The Sunday night worship service was conducted in Spanish at Tabernaculo de Fe Asamblea de Dios in South El Monte, Calif. The songs were loud and lively; the piano and tambourines competed with the passionate voices of men and women. The small church reverberated with a pulsating rhythm that had to resemble Sunday night in first-century Jerusalem.

And then there was Brother Pat.

I was accustomed to seeing Brother Pat at his regular aisle seat at the middle of the church, and this Pentecost Sunday there he was, standing and worshiping. Then it happened.
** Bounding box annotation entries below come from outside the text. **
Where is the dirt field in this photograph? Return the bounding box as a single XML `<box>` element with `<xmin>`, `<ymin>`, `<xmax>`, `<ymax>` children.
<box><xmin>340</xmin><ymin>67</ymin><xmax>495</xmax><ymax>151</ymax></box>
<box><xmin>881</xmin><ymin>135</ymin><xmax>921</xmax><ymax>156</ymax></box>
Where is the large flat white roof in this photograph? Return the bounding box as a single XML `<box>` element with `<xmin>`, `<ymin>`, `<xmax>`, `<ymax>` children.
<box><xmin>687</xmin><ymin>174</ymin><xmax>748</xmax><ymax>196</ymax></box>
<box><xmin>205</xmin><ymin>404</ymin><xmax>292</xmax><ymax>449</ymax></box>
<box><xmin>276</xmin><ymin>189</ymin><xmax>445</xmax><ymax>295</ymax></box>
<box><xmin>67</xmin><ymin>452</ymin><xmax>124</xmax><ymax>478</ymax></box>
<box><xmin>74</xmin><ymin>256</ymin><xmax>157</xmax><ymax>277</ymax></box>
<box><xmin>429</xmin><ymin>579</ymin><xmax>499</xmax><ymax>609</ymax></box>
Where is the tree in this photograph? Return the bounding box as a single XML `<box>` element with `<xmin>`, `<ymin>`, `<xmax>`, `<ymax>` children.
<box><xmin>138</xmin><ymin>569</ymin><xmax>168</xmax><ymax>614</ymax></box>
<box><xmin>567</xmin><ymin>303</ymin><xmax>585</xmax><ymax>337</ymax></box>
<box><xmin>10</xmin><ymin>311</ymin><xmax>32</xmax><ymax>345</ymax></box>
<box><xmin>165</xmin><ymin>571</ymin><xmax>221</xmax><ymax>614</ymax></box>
Here was this quiet, even shy, man with his neatly pressed collared shirt and slacks and laundered powder-blue cotton wind-breaker, laughing at the top of his lungs. Laughing! I mean howling in a voice that sounded like nothing I had ever heard before in church. Head back, mouth wide open, eyes closed, laughing hysterically, not unlike the carnival joker at the entrance to the funhouse.

An energy I can’t describe came over the church. It was strange yet somehow normal. The adults didn’t react like I’d known them to when there was a disruption during the service. Not even Brother Paul, that strict, scowling hawk of a deacon, dispatched himself to quiet Brother Pat. I stared in bewildered admiration. While still spilling his high-pitched laugh over the church, Brother Pat began to move and shake.

His keys and pocket change made wonderfully playful and rhythmic sounds, the sounds of Pentecost. He pirouetted somehow in the small space between pews, eyes shut tight, laughing joyfully, bouncing up and down frenetically, gently bumping the pews he was between before moving out into the aisle, his pocket-maracas still keeping loud, rhythmic pace. Without the impediment of the pews he began moving toward the front of the church. Then he moved backwards toward the exit, laughing all the way. He repeated his route several times, back and forth.

A simple glance at the radiantly bemused faces of my worshiping parents, their hands floating in ethereal wonderment, indelibly validated what Pentecostals have come to describe as a normative Holy Spirit experience. At 9, I was incurably set to argue the validity of the baptism in the Holy Spirit and the signs that follow. Over the years Brother Pat would continue his lovely signs and sounds deep into my teens. I miss those sounds and I miss Brother Pat.

What a wonderful heritage we have as Pentecostals and what lovely sounds come from that time in my life, the sounds of laughter in church, keys and pocket change making a wonderful and ecstatic chorus of praise to the One who promised us power from on high. Striving as a pastor to be more relevant in the postmodern world, I also know that I need more Spirit-anointed sounds in my life. Give me that old-time religion and bring on the sounds of Pentecost.